Me alejo. Vuelvo a mi tema. O mejor dicho: a mi ausencia de tema por el exceso del mundo. Siempre es un aliciente tratar sobre películas o libros, a fin de cuentas los artículos editoriales son hermanos menores del gran arte del ensayo. De lo que habría que escribir es sobre la película de Ridley Scott sobre Napoleón, solo que no la he visto todavía. No creo que la vaya a ver. Los comentarios no la pintan bien: mucho biopic, fuerte protagonismo de la esposa de Napoleón, y muchas batallitas. Mejor tomo mi ejemplar de La muerte de Napoleón, de Simón Leys, en edición de Acantilado, que es una verdadera joyita sobre una fuga del emperador francés hacia el final de sus días, y que tiene, sospecho, mucha más originalidad que la producción hollywoodense.

Como ven, terminé hablando de libros. Ha sido solo una mención. Por ahora basta. Podría hablar también de la (primero negada y finalmente lanzada) Feria del libro de Quito. Al menos la hicieron en el parque Bicentenario. Quedaron atrás los laberínticos desplazamientos al centro de Quito, y con buena voluntad y mucha prisa algunas mesas se convocaron. No fui, por cierto, quizá agobiado los últimos meses por tantos eventos literarios, y en parte eso explica que me haya quedado sin tema. Solo que, como han visto, no ha sido precisamente carencia sino exceso lo que me supera.
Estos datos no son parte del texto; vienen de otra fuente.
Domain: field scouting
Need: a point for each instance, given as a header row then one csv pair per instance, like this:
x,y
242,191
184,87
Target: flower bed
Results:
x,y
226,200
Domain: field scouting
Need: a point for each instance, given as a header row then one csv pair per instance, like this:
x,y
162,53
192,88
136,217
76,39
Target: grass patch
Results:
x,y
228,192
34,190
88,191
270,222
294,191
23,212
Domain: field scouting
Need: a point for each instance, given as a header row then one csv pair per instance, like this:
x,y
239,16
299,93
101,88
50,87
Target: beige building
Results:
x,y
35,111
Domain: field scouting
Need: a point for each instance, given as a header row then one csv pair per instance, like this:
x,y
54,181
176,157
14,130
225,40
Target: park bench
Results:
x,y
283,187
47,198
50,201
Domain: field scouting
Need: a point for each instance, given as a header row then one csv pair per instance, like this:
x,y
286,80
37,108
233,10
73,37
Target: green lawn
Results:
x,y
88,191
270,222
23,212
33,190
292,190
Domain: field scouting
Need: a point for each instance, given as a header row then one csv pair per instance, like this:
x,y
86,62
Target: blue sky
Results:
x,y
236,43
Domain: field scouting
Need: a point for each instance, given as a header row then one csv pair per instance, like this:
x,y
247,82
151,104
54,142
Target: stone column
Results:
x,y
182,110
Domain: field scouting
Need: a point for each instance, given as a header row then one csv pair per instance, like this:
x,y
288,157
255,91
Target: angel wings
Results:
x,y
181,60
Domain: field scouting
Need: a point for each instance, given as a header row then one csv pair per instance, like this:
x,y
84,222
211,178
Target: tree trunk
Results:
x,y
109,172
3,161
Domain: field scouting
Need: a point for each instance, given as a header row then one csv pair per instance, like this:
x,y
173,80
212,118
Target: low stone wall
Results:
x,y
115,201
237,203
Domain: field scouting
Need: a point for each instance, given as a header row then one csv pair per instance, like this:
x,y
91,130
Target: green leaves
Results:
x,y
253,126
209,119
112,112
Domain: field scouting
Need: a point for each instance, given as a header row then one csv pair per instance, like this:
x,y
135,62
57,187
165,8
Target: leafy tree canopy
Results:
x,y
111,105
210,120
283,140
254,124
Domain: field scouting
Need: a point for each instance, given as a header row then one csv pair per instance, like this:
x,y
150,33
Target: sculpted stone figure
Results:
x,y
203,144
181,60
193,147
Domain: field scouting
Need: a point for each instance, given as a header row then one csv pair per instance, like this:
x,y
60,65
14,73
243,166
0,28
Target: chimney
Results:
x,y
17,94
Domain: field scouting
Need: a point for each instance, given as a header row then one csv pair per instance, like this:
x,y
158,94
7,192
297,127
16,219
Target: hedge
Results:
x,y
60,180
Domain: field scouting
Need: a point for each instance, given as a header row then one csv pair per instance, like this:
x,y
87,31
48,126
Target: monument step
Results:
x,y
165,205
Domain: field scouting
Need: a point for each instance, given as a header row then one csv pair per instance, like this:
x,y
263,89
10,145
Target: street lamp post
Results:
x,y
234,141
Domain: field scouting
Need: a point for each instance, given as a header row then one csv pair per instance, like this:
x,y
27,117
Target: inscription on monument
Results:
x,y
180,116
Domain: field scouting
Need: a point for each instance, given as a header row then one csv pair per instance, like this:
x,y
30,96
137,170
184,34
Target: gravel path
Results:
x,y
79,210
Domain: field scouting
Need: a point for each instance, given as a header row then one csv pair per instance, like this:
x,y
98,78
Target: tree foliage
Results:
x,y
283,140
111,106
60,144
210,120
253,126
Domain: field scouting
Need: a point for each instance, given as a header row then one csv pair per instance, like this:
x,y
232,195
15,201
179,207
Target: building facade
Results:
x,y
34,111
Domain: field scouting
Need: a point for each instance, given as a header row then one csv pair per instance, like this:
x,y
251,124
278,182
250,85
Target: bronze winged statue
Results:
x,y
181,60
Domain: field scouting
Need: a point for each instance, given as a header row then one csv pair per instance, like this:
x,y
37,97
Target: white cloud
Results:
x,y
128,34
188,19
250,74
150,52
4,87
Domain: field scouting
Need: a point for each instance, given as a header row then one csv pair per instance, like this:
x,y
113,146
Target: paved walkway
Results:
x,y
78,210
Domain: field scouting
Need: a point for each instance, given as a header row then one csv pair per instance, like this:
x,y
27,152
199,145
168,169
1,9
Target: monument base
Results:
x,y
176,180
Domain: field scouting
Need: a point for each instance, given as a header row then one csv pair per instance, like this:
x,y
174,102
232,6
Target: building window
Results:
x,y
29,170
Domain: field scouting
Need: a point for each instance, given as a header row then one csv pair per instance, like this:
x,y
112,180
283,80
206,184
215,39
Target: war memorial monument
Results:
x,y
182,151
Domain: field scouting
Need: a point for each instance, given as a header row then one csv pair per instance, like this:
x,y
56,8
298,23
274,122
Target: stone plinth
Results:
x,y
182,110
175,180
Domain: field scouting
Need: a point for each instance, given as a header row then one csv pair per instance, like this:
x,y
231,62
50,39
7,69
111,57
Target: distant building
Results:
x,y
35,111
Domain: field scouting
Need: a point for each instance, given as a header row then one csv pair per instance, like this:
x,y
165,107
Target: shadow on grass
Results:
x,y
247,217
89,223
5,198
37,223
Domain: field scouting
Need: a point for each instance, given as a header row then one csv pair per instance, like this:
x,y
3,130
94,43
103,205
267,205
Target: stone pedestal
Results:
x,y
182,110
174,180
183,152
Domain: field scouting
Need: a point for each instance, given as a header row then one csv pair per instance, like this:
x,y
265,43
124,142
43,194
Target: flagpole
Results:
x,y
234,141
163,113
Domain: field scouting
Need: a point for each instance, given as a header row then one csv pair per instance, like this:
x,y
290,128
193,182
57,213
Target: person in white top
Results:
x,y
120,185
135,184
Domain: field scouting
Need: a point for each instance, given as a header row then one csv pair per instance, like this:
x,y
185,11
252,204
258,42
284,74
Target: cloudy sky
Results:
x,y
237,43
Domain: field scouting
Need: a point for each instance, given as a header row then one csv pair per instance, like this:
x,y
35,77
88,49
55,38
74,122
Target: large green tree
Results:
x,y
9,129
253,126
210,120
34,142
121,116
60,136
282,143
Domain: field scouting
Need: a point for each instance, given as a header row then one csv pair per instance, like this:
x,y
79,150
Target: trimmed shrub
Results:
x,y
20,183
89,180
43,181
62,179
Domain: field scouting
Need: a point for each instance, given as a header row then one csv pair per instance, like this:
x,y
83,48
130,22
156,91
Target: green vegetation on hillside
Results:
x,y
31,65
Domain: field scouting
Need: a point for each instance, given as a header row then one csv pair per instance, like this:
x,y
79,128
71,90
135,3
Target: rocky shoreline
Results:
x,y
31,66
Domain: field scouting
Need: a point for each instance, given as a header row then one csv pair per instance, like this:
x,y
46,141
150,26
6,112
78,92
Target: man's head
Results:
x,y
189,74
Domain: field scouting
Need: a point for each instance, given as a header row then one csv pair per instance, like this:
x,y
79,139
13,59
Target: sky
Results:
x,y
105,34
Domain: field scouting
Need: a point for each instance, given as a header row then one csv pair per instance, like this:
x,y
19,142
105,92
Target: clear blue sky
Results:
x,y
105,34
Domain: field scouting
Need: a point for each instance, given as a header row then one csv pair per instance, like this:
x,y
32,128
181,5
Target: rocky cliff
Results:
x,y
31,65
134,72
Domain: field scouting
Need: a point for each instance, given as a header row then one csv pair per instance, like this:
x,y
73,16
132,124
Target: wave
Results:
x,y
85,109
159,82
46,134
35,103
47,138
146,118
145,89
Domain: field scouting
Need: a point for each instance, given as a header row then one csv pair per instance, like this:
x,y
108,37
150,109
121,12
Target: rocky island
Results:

Uno es mortal, limitado, subsana torpezas con mucho trabajo y correcciones, responde a imperativos de su época con cierta resistencia, y sospecha que más que información se trata de alcanzar un poco de música callada, quiero decir ritmo, un mínimo de voz personal que ayude en una pausa muy breve, el de esta lectura, voz nunca evidente y a la que toma años aproximarse y en la que uno agradece la paciencia de sus lectores, si es que se los tiene.

En mi próxima columna vuelvo al orden. Lo prometo.